How does `select` handle multiple events at the same time? How does `select` handle multiple events at the same time? unix unix

How does `select` handle multiple events at the same time?


Yes, multiple descriptors can be ready to read in a single iteration. The return value of select() is the number of descriptors that are ready, and it can be more than 1. As you loop through the descriptors, you should increment a counter when FD_ISSET(sd, &readfds) is true, and continue until the counter reaches this number.

But even if you only process one descriptor, nothing will be thrown away. select() is not triggered by changes, it returns whenever any of the descriptors is ready to read (or write, if you also use writefds). If a descriptor is ready to read, but you don't read from it, it will still be ready to read the next time you call select(), so it will return immediately.

However, if you only process the first descriptor you find in the loop, later descriptors could be "starved" if an earlier descriptor is always ready to read, and you never process the later ones.
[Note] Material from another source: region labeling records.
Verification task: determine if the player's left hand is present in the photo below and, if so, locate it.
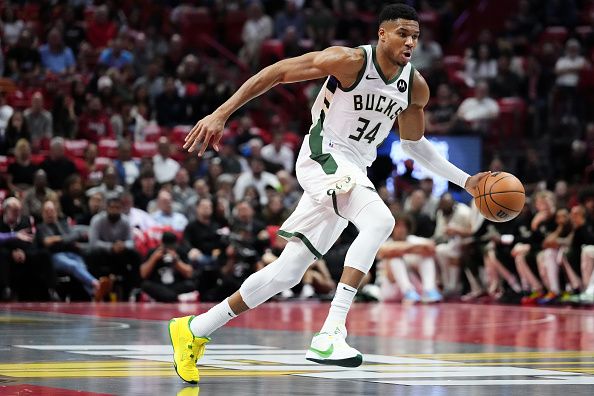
[464,171,491,197]
[184,112,227,157]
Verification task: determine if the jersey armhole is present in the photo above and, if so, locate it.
[336,46,367,92]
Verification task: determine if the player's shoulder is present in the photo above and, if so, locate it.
[404,64,430,107]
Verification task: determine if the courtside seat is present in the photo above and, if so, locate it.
[538,26,569,47]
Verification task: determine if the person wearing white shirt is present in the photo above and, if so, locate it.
[233,157,280,205]
[457,81,499,131]
[433,193,473,293]
[261,133,295,173]
[153,136,180,184]
[152,190,188,232]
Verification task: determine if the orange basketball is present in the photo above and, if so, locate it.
[474,172,526,223]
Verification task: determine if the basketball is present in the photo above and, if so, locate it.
[474,172,526,223]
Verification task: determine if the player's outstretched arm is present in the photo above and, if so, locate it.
[184,47,364,155]
[398,71,489,196]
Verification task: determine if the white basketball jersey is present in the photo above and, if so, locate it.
[304,45,414,173]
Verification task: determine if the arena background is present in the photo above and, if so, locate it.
[0,0,594,394]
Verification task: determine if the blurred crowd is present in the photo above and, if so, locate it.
[0,0,594,304]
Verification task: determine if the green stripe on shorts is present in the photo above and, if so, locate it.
[278,230,322,258]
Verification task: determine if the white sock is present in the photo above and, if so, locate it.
[419,258,437,292]
[390,258,414,294]
[190,298,237,337]
[320,283,357,333]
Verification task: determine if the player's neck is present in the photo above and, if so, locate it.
[375,45,402,80]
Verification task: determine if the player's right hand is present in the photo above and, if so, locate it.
[184,112,227,157]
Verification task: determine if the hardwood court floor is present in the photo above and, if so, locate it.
[0,302,594,396]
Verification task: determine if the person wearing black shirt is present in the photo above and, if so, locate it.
[41,137,78,190]
[0,198,60,301]
[140,232,196,302]
[184,198,226,266]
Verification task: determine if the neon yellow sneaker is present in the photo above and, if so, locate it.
[169,315,210,384]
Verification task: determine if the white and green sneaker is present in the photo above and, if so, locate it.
[305,326,363,367]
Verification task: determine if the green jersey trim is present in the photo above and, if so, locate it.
[407,63,415,106]
[278,230,322,259]
[338,47,367,92]
[309,110,338,175]
[371,45,404,85]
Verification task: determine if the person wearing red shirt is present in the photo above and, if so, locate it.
[78,96,115,142]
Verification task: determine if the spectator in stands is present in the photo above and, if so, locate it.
[78,192,105,225]
[23,169,58,221]
[171,168,196,207]
[536,208,581,305]
[52,94,77,139]
[121,191,158,232]
[114,140,140,186]
[0,110,31,155]
[60,174,89,224]
[0,89,14,136]
[99,35,134,69]
[155,77,187,127]
[87,5,117,49]
[132,61,165,108]
[305,0,335,50]
[404,188,435,238]
[87,166,124,199]
[24,92,53,147]
[0,197,60,301]
[41,137,78,190]
[465,44,497,87]
[78,96,115,142]
[140,232,197,302]
[5,29,41,82]
[511,191,557,305]
[378,216,442,304]
[425,84,457,134]
[35,201,112,301]
[184,198,227,268]
[261,132,295,173]
[153,136,180,184]
[233,158,280,205]
[411,29,443,74]
[239,1,273,68]
[89,197,140,298]
[39,28,76,75]
[274,0,305,40]
[456,81,499,133]
[7,139,38,193]
[433,193,473,294]
[491,54,525,98]
[555,39,588,121]
[0,3,25,47]
[62,7,86,54]
[152,190,188,232]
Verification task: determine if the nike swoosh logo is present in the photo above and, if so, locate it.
[309,345,334,359]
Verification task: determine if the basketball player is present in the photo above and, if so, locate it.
[169,4,487,383]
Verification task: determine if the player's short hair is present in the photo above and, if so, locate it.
[379,3,419,25]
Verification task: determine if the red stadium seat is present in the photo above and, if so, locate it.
[539,26,569,46]
[497,97,526,138]
[98,139,118,159]
[133,142,157,158]
[64,139,89,158]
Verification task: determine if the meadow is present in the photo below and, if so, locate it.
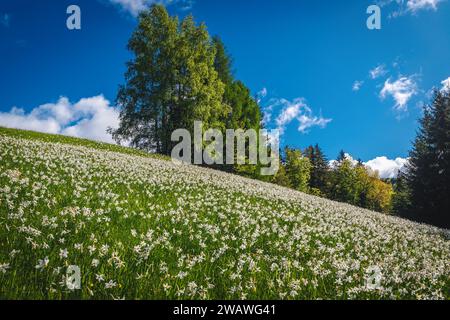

So it's generally best to always process all the ready descriptors.


select() is a level-triggered API, which means that it answers the question "are any of these file descriptors readable/writable now?", not "have these file descriptors become readable/writable?". That should answer most of your questions:

But what happens if within a very short time-frame of the first message, I send another one? [...] Will it be what the next select will be triggered with?

It will be what the next select() will be triggered with.

What happens if I send two messages before the inner loop finishes ?

That depends on how long the messages are - TCP doesn't work in terms of messages, but in terms of a stream of bytes. The server might well read both messages in a single read(). And if it doesn't, the socket will remain readable, and it will pick them up immediately on the next select().

Will I ever face the scenario where inside the loop iterating over all the active sockets I get more than 1 that has "activity" - i.e.: can two FD_ISSET(sd, &readfds) be true within a single iteration of the loop ?

Yes, if two clients send data at the same time (while you are out of select()), select() will report two readable file descriptors.


To add to the already excellent answers:

The select function in this case isn't grabbing packets directly from the wire, it's actually going to the packet buffer, usually a part of the NIC, to grab packets/frames that are available to be read. The packet buffer is normally a ring buffer: it has a fixed size, new packets come in at the "top", and when the buffer gets full, the oldest packets drop out of the "bottom".

Just as @sam-varshavchik mentioned in the comments, as long as select is implemented correctly and the packet buffer doesn't clog up during the time you are going through the select loop, you will be fine.